In an effort to reduce CO2 emissions, there is a fast-growing body of research worldwide to develop a solar, water-splitting technology using electricity and solar energy. Through water-splitting with the use of electric charges while inserting solar energy into semiconductor photocatalyst electrodes, CO2-free hydrogen is made. However, this process is a relatively low-efficiency form of production compared to existing fuel cell reforming methods.
Therefore, improving the light reactions of photocatalyst electrodes, a major component in the solar water-splitting system, while securing long-term response durability is critical. Recently, photocatalyst electrodes have proven to be somewhat limited in achieving technological advancement; thus, a growing number of studies are now underway to develop tandem photocatalytic electrodes. However, the tandem structure makes the process complex, lowering the reproducibility of electrodes while triggering chemical instability between different materials.
Under these circumstances, the team focused on tungsten trioxide (WO3) electrodes, which have been widely studied, but faced obstacles in terms of efficiency. Instead of using the two-component layered structure, Prof. Seo found that one-dimensional tungsten trioxide nanorods could be aligned with {002}, with high photocatalytic activities when a small amount (1.14%) of Yttrium (Y) is doped. To find optimal doping concentrations and processing, dozens of impurity concentrations were tested.
Of particular note is that Yttrium(Y)-doped tungsten trioxide (WO3) showed an increase of up to 200% in photoelectric current, while the conversion efficiency of photoelectric currents into hydrogen was nearly 95 percent. Through a minimum amount of doping, various physical and chemical changes, including resistance reduction, changes in electronic structure, and changes in surface work function, were identified.
Dr.
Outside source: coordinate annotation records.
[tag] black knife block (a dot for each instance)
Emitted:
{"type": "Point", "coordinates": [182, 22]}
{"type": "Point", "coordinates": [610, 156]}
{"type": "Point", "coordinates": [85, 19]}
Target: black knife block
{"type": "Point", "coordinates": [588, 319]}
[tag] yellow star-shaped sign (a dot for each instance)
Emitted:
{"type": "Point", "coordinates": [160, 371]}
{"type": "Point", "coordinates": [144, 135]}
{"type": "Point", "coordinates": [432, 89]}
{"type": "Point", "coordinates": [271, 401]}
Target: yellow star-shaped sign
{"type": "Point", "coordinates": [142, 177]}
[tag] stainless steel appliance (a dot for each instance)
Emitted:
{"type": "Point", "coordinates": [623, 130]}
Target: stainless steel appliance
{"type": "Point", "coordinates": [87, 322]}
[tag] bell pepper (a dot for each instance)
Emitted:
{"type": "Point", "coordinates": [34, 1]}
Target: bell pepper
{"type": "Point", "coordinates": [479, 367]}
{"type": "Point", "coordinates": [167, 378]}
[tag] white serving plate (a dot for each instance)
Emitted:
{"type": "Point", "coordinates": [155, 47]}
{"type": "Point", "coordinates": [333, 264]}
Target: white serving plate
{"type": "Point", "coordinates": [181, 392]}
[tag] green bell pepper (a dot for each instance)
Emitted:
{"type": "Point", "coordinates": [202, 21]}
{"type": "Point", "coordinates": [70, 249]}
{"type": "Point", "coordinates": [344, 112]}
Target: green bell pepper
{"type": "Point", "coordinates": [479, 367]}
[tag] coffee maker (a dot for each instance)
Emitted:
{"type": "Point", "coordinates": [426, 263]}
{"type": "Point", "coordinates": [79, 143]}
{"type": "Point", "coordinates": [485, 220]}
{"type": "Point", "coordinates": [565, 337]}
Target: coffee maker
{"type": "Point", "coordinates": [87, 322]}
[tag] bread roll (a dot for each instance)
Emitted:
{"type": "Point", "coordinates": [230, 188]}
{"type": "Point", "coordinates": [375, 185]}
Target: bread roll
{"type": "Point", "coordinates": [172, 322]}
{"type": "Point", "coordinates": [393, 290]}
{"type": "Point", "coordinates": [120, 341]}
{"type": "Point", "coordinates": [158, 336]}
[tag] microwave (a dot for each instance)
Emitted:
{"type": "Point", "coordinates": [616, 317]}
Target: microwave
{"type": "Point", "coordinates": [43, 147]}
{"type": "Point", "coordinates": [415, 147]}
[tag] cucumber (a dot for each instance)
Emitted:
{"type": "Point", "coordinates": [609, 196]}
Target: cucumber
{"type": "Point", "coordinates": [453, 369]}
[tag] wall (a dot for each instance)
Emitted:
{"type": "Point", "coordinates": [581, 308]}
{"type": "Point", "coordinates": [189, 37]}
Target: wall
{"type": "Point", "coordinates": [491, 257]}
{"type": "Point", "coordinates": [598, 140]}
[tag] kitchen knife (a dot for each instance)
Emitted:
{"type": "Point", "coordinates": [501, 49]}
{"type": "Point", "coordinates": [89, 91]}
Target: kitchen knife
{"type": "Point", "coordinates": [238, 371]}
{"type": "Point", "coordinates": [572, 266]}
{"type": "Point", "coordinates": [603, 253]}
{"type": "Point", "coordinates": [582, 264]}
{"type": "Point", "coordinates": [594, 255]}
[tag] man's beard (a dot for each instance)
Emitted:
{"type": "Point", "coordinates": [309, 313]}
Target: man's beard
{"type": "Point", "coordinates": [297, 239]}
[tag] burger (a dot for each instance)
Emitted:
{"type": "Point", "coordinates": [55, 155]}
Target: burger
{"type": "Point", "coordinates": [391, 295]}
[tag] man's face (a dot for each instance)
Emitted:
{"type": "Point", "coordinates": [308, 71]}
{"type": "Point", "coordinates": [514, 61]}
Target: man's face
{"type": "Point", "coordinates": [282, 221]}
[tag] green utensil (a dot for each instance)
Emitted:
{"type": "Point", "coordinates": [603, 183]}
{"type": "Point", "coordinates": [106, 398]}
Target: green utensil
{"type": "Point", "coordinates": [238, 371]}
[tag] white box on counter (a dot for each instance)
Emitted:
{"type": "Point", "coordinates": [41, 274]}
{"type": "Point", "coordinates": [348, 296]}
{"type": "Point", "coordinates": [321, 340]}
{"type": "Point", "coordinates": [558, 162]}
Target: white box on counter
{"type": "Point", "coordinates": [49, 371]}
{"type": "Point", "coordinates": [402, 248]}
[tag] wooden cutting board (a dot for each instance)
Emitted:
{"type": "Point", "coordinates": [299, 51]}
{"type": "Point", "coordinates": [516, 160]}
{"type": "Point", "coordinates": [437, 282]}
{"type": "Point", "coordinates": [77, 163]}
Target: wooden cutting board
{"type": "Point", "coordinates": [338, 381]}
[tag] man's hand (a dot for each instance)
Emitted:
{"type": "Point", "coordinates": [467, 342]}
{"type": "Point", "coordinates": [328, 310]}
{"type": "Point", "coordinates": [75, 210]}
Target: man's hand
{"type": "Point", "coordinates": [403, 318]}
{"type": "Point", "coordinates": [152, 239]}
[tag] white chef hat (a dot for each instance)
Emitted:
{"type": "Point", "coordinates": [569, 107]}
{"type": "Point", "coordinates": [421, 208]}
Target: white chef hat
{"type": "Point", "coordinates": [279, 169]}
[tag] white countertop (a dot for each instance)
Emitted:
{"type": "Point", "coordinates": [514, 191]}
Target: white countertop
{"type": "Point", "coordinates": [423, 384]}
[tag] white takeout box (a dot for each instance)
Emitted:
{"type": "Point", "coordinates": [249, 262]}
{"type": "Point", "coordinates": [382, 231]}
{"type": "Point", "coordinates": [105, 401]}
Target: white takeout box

Seo explained: “It is significant that even with the doping of minimum impurities into low-cost tungsten trioxide, nanostructured photocatalyst electrodes were made using high-efficiency, single-material elements. This made for highly-efficient conversion during the hydrogen production process. Our team is committed to ensuring its safety for commercial uses in the future.”
The study was sponsored by the Research Support Program for New Researchers with Advanced Overseas Accomplishments, the Basic Research Support Program from the Ministry of Science and ICT and the National Research Foundation of Korea.